Trying to be fair as is the Canadian way, Young  did invite representatives of the Federal Government to join them for the press conference and present their own take on the matter, a request which was“respectfully declined”. Young said he would be glad to meet with Harper and discuss his concerns face to face.

“I don’t think I’m going to get to see him, anyway,” he said dryly. “But if he does want to see me, I’m ready to go see him. I would welcome the opportunity. There must be another side to the story.”

A spokesman for the Prime Minister’s Office Jason MacDonald said by email  “Even the lifestyle of a rock star relies, to some degree, on the resources developed by thousands of hard-working Canadians every day. Our government recognizes the importance of developing resources responsibly and sustainably, and we will continue to ensure that Canada’s environmental laws and regulations are rigorous.

In the meantime, Young  continues showing solidarity with the Athabasca Chipewyan First Nation — which, among other legal challenges aimed at slowing the pace of oilsands expansion, has just filed for a judicial review of the government’s approval for the expansion of Shell Oil’s Jackpine mine project. The Honour the Treaties Tour also had shows in Winnipeg, Regina and Calgary.

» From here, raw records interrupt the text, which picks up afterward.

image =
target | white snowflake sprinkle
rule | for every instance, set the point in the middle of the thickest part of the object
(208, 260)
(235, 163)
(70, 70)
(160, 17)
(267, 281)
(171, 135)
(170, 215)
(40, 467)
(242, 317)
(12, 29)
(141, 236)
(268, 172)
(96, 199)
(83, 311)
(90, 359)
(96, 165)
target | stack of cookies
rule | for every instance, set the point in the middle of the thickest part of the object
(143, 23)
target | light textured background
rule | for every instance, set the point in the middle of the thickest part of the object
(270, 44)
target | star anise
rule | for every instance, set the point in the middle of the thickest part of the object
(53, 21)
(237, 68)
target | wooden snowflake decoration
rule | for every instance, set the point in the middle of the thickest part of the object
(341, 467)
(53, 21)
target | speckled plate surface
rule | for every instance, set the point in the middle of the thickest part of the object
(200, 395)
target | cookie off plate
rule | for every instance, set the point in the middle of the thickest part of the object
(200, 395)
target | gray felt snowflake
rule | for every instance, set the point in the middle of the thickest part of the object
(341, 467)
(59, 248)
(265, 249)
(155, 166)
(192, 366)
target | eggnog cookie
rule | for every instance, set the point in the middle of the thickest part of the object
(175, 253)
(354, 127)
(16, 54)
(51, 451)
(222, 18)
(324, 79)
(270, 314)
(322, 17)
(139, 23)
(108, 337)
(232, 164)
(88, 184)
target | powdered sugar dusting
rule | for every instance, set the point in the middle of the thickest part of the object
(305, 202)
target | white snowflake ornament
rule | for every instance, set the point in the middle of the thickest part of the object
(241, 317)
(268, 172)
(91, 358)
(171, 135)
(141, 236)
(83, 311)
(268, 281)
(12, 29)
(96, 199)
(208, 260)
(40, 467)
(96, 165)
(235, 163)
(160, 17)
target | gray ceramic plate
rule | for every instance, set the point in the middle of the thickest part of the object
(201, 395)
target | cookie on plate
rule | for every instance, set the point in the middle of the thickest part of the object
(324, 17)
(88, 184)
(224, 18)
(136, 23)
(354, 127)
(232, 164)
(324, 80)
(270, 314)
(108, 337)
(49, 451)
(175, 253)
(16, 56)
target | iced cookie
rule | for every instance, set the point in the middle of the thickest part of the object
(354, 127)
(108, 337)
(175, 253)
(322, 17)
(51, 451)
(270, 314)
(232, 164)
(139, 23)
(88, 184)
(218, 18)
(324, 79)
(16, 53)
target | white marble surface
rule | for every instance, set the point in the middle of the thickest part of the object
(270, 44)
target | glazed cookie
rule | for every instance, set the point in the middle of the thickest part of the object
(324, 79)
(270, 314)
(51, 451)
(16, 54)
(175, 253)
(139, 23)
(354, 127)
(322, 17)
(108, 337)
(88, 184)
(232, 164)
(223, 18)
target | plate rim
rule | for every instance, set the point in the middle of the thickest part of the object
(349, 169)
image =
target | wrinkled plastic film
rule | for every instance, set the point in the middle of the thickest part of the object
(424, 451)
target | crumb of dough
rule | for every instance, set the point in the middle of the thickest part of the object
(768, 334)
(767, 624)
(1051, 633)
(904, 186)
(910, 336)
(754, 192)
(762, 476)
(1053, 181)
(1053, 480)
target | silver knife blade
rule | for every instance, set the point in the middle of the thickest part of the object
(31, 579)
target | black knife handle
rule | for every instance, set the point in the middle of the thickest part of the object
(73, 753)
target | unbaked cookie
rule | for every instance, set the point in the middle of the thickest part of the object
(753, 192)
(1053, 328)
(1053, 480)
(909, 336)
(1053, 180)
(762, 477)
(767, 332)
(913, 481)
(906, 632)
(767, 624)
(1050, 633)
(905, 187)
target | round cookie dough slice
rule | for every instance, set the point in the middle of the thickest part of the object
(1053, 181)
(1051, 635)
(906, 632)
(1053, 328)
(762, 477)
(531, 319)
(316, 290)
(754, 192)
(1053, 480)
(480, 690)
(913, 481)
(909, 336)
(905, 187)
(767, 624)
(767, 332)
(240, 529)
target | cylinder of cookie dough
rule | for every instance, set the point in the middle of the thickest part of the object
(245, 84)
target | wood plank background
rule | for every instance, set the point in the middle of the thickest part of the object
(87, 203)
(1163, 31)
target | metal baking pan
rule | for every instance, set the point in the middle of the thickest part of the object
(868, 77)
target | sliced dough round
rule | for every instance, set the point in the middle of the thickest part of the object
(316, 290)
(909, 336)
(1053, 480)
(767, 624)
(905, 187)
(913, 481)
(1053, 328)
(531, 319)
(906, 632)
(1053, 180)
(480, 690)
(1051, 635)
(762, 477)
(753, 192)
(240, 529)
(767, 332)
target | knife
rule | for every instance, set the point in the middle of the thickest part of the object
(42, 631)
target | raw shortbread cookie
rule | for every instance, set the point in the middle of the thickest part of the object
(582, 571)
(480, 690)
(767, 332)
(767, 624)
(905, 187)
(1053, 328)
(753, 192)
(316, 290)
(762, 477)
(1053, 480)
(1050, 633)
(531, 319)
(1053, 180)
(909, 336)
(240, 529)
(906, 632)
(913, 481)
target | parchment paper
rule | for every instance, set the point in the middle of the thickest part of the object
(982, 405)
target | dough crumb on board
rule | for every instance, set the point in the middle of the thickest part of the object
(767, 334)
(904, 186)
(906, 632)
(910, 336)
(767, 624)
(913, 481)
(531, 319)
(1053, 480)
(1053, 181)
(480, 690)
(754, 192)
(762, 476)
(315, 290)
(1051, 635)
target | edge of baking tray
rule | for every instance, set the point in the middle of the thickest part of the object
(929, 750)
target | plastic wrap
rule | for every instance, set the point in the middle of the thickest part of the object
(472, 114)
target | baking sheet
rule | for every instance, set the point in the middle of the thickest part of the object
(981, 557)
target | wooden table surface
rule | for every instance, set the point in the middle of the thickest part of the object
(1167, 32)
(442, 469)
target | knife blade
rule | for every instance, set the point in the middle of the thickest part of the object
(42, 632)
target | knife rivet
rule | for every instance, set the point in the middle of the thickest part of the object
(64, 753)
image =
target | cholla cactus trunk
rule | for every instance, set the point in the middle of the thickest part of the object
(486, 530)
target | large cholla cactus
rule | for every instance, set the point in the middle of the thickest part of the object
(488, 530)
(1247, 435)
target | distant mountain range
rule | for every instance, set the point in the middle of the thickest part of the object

“We made a deal with these people,” he said. “We are breaking our promise. We are killing these people. The blood of these people will be on modern Canada’s hands . “I hope that we can make a difference for our grandchildren. That’s why we’re here. That’s why I’m here. I want my grandchildren to grow up and look up and see a blue sky and have dreams that their grandchildren are going to do great things. And I don’t see that today in Canada. I see a government that’s just completely out of control. Money is number one and integrity isn’t even on the map.”
Whether Neil Young is successful or not it’s good to see the spirit still alive and well in the Canadian  treasure. He was protesting  IN ’68 and he’s protesting AT 68. Long may you run Neil Young.

Editor's Note: Cashbox Canada supports the cause of Neil Young and Honour the Treaties. Colleen Gray, Metis Artist of The Two Leggeds (background on cover artwork) says:

Brothers and Sisters, we have so much to learn from each other, If our hearts remain true to each other, then we wiill stand in one heart, one mind and one voice. And we will all be heard.